Friday, April 18, 2008

CiviCRM Case Study:

These are my notes from a CiviCRM data import for Fair Vote Canada I did on April 16/17, 2008.
Fair Vote Canada is a small NGO, has been around for about 7 years, and is a public interest lobby group for proportional representation-type voting systems in Canada. If you care about democracy, then they're worth supporting. One thing I find particularly interesting and important is that they're cross-party. Obviously, depending on whether they're in power or not, parties have a very biased opinion about proportional representation, and regardless of their statements of principles, that's not going to change with any changes of government, since parties exist to win power, or they don't last long. So Fair Vote Canada decided early on to be strictly non-partisan, and they have some energetic and high-profile supporters from across the political spectrum.
On the technical side of things, they've had a Drupal site for a while, but were still using Excel spreadsheets to manage their relationships with their members (about 3000 of them), which was getting unwieldy and time-consuming.
They had tried to setup CiviCRM and import the data earlier this year, but the import had been done as if CiviCRM was a custom relational database (like the thousands of FoxPro/Filemaker desktop installs out there) - so it wasn't very useful.
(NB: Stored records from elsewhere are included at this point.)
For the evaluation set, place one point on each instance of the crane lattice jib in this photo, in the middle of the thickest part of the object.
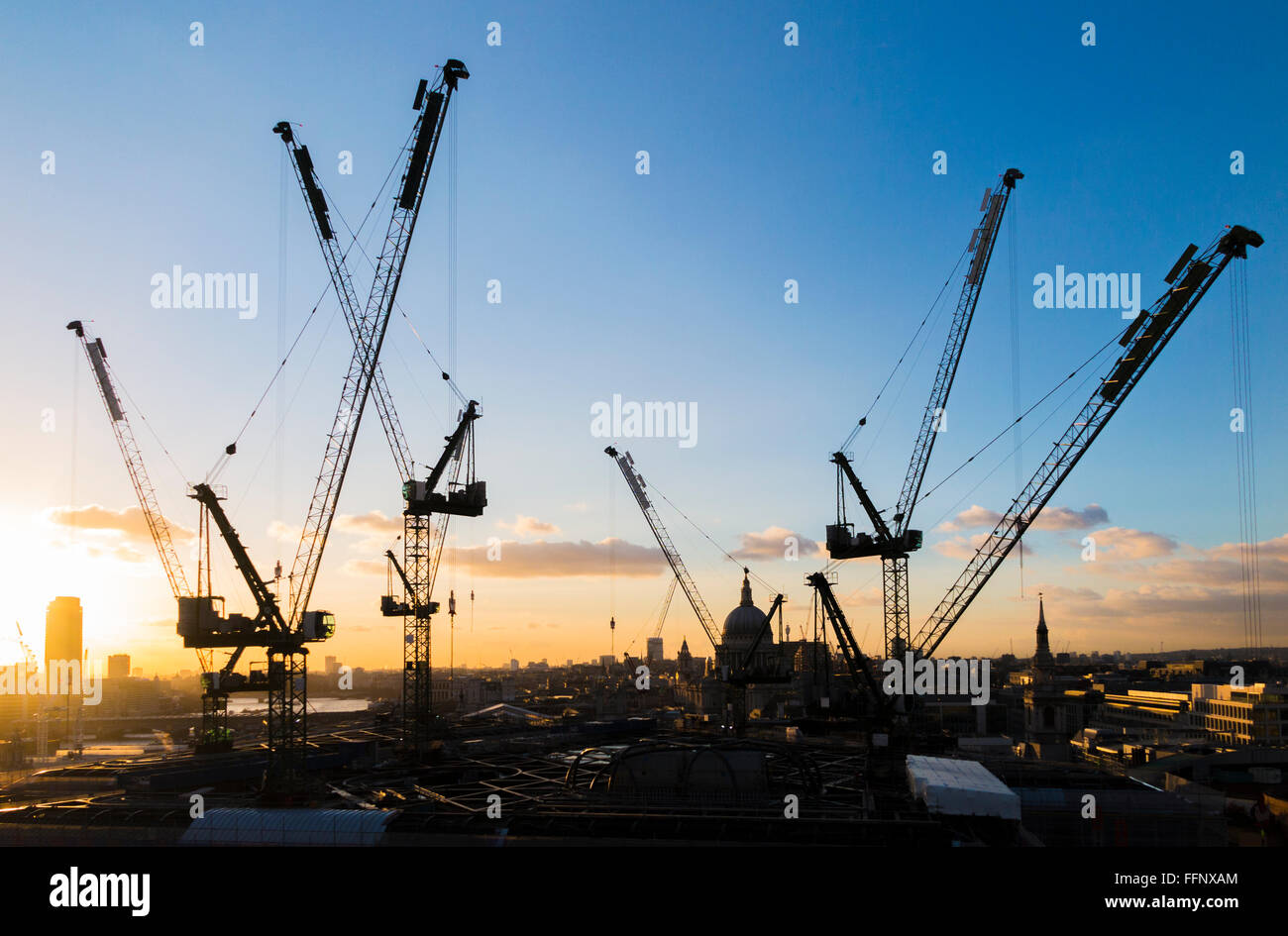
(343, 283)
(372, 330)
(858, 665)
(1144, 342)
(143, 488)
(266, 601)
(982, 244)
(666, 606)
(673, 557)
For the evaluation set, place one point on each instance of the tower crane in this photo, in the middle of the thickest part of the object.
(425, 519)
(635, 481)
(143, 488)
(894, 541)
(423, 538)
(738, 670)
(201, 619)
(661, 618)
(287, 669)
(1142, 342)
(342, 281)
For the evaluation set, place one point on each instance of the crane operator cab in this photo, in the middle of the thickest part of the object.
(317, 625)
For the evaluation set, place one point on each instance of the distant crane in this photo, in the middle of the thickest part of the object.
(738, 670)
(635, 481)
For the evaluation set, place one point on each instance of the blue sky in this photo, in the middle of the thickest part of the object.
(767, 162)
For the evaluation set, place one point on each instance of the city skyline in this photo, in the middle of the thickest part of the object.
(669, 287)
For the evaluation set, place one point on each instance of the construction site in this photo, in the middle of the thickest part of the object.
(747, 735)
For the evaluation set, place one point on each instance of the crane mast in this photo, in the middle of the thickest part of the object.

For example, donations and householding stuff were imported as custom fields. The installation did have some customization (fields, profiles) that needed to be kept, but the data was all considered suspect.
1. Sample Imports
Before I did anything on the live server, I created a vanilla CiviCRM site on my development server and imported a sample Excel sheet provided by Fair Vote, testing my ideas about how to do this. The data was saved as one household per row, with multiple columns detailing date/amount of donations, as well as one or two individuals associated with the household.
The key idea was to generate 'external ids', in order to maintain the relationships between the contact information and the donation and membership data. Then I could import the same sheet several times - both as contact information (possibly multiple times for households) and then as donation information, retaining the relationship through the use of this external id key which is well supported by CiviCRM.
2. Server survey and backup
I looked at all the existing server code and backed up the relevant databases.
3. CiviCRM Install
I started out by creating in the /sites directory of the current site and cloning to it. I then edited the two public CiviCRM related pages to say 'coming soon' and turned off the CiviCRM module on the live site. Then I edited the settings in the stage site so that it used that old CiviCRM database – so I had full access to the old CiviCRM data while I rebuilt the new one on a clean install. I installed v. 202 in /sites/all/modules where it's happiest and ran the usual new install routines, and then copied over the global configuration stuff from the old install (locale, etc.).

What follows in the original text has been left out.